Rails has a nice set of filters (before_validation, before_create, after_save, etc) as well as support for observers, but I'm faced with a situation in which relying on a filter or observer is far too computationally expensive. I need an alternative.
The problem: I'm logging web server hits to a large number of pages. What I need is a trigger that will perform an action (say, send an email) when a given page has been viewed more than X times. Due to the huge number of pages and hits, using a filter or observer will result in a lot of wasted time because, 99% of the time, the condition it tests will be false. The email does not have to be sent out right away (i.e. a 5-10 minute delay is acceptable).
What I am instead considering is implementing some kind of process that sweeps the database every 5 minutes or so and checks to see which pages have been hit more than X times, recording that state in a new DB table, then sending out a corresponding email. It's not exactly elegant, but it will work.
Does anyone else have a better idea?
Rake tasks are nice! But you will end up writing more custom code for each background job you add. Check out the Delayed Job plugin http://blog.leetsoft.com/2008/2/17/delayed-job-dj
DJ is an asynchronous priority queue that relies on one simple database table. According to the DJ website you can create a job using Delayed::Job.enqueue() method shown below.

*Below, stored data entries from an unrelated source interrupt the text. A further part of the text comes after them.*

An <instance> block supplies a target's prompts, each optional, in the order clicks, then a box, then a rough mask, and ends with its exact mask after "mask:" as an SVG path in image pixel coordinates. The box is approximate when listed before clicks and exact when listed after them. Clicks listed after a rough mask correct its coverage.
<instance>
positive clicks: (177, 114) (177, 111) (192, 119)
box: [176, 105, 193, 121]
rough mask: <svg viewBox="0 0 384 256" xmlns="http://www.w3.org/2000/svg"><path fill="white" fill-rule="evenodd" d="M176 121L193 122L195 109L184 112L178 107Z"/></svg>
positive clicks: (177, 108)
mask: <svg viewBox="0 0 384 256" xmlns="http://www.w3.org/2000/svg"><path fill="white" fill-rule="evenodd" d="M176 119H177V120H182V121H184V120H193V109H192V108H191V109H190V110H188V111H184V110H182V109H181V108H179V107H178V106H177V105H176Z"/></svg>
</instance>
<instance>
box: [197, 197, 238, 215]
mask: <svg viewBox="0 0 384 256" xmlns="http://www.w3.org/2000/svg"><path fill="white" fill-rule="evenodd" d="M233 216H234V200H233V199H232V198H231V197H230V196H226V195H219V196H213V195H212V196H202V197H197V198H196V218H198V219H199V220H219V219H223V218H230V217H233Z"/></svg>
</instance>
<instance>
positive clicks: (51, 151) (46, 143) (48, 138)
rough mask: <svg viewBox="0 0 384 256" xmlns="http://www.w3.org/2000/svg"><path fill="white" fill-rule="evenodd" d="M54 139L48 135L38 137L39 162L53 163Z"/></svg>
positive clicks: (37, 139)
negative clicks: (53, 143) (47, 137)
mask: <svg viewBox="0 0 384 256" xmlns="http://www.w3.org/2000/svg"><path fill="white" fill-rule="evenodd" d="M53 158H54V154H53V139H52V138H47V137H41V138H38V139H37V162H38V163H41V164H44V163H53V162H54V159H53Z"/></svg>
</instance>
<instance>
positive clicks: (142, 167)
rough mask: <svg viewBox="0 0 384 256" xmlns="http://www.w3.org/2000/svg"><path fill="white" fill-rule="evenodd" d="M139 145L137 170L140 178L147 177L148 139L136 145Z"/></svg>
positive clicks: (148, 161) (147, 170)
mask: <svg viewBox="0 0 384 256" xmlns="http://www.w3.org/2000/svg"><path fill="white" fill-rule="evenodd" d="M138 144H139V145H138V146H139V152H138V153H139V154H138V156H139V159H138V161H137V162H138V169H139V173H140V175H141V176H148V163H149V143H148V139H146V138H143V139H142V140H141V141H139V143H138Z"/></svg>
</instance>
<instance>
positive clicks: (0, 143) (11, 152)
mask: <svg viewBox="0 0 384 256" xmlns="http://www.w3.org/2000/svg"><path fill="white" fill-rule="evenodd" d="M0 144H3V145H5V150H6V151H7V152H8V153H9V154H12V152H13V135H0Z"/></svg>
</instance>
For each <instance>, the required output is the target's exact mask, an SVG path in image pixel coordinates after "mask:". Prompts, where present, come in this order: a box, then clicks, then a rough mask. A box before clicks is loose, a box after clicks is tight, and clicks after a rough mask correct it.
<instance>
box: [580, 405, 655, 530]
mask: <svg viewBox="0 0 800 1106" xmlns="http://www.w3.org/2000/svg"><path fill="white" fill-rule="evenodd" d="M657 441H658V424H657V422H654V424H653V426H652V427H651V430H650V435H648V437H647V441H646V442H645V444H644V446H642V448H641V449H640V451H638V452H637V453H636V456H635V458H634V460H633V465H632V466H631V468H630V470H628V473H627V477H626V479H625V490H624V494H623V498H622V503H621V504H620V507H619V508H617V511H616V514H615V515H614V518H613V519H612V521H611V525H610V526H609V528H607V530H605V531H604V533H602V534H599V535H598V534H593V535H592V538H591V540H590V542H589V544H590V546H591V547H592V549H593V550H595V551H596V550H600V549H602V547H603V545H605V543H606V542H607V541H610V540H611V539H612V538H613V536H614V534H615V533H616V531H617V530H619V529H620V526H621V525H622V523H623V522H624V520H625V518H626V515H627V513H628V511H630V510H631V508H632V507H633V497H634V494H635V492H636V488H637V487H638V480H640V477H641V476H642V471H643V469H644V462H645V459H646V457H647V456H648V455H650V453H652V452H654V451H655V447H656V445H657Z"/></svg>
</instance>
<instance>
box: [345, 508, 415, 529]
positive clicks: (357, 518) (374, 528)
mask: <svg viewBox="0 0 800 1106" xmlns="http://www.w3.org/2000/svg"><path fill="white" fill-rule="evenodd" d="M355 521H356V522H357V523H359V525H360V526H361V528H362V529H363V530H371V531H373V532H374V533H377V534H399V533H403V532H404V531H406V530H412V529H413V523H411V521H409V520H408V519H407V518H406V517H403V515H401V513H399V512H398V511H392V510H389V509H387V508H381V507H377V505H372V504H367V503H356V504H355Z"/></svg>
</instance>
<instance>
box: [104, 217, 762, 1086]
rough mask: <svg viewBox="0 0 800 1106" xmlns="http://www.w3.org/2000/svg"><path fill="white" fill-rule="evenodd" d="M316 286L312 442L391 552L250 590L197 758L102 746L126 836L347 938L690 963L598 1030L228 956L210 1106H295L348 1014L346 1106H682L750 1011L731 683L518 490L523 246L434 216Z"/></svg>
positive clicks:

class NewsletterJob < Struct.new(:text, :emails)
def perform
emails.each { |e| NewsletterMailer.deliver_text_to_email(text, e) }
end
end
Delayed::Job.enqueue( NewsletterJob.new("blah blah", Customers.find(:all).collect(&:email)) )
I was once part of a team that wrote a custom ad server, which has the same requirements: monitor the number of hits per document, and do something once they reach a certain threshold. This server was going to be powering an existing very large site with a lot of traffic, and scalability was a real concern. My company hired two Doubleclick consultants to pick their brains.
Their opinion was: The fastest way to persist any information is to write it in a custom Apache log directive. So we built a site where every time someone would hit a document (ad, page, all the same), the server that handled the request would write a SQL statement to the log: "INSERT INTO impressions (timestamp, page, ip, etc) VALUES (x, 'path/to/doc', y, etc);" -- all output dynamically with data from the webserver. Every 5 minutes, we would gather these files from the web servers, and then dump them all in the master database one at a time. Then, at our leisure, we could parse that data to do anything we well pleased with it.
Depending on your exact requirements and deployment setup, you could do something similar. The computational requirement to check if you're past a certain threshold is still probably even smaller (guessing here) than executing the SQL to increment a value or insert a row. You could get rid of both bits of overhead by logging hits (special format or not), and then periodically gather them, parse them, input them to the database, and do whatever you want with them.
When saving your Hit model, update a redundant column in your Page model that stores a running total of hits, this costs you 2 extra queries, so maybe each hit takes twice as long to process, but you can decide if you need to send the email with a simple if.
Your original solution isn't bad either.
I have to write something here so that stackoverflow code-highlights the first line.
class ApplicationController < ActionController::Base
before_filter :increment_fancy_counter
private
def increment_fancy_counter
# somehow increment the counter here
end
end
# lib/tasks/fancy_counter.rake
namespace :fancy_counter do
task :process do
# somehow process the counter here
end
end
Have a cron job run rake fancy_counter:process however often you want it to run.